Freedom House: Türkiye uzmanımız korkudan adını saklıyor

Yıllık raporunda Türkiye'yi 'özgür olmayan ülkeler' arasında gösteren Freedom House'un Türkiye uzmanının korkudan adını sakladığı belirtildi.

cumhuriyet.com.tr

Düşünce kuruluşu Freedom House’un Türkiye’yi yıllık raporunda 'özgür değil' sınıfına düşürmesi ve Dışişleri Bakanı Ahmet Davutoğlu’nun raporu "Algı operasyonu" diye niteleyip reddedilmesini istemesi sonrası, gözler kuruluşun ifade ve basın özgürlükleri bölümünün direktörü Dr. Karin Deutsch Karlekar’a çevrildi. Karlekar, Freedom House’da bizzat Türkiye üzerinde de çalıştığı için eleştirilerin birinci elden muhatabı.

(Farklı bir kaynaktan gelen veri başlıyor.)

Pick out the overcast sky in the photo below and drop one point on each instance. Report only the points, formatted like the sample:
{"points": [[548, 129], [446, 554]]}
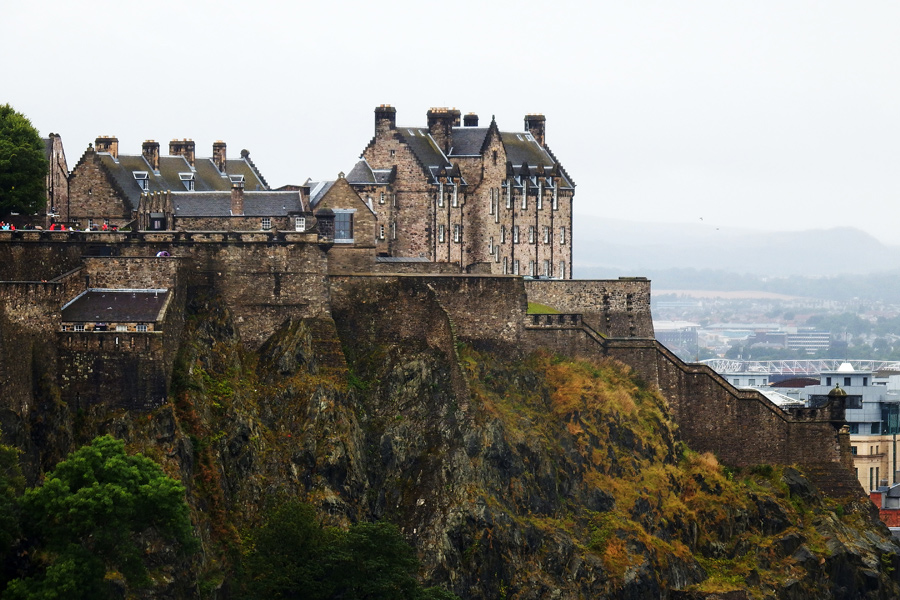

İlhan Tanır'ın diken.com.tr'deki haberi şöyle:

DİKEN’in görüştüğü Karlekar, Türkiye’de bazı çevrelerden yükselen eleştirilere yanıt verdi, raporu hazırlayan analistlerinin kimliğini açıklamaktan çekindiğini söyledi:

Türkiye’den böyle bir tepkiyi bekliyor muydunuz?

Böyle şeyler özellikle notunu düşürdüğümüz ülkelerde başımıza geliyor. Bilhassa da ‘özgür değil’ sınıfına aldığımız ülkelerden ciddi tepki gelebiliyor çünkü bu tanımlama epey sert. Tabii bir de Türkiye önemli bir ülke ve yoğun bir yıl geçiriyor. Bunlardan dolayı pek şaşırmadım. Bütün endekse baktığımızda, Türkiye gibi büyük bir ülkenin ve demokrasinin ‘özgür olmayan’ sınıflandırmasına kayması muhtemelen yılın en önemli haberi oldu.

Freedom House’un Başkanı David J. Kramer hakkında Yahudi olduğu yönünde yapılan mantıksız ve cahilce haberler biraz sürpriz oldu. Fakat yetkililerin itirazları pek şaşırtmadı. Sanırım bu, Türkiye’deki yetkililerin diğer insan hakları kuruluşlarına ve basın özgürlüğü sınıflandırmalarına verdiği tepkinin benzeriydi. Tıpkı Gazetecileri Koruma Komitesi’ne yapıldığı gibi. Diğer yandan, bunca haberin yayınlanması da iyi oldu.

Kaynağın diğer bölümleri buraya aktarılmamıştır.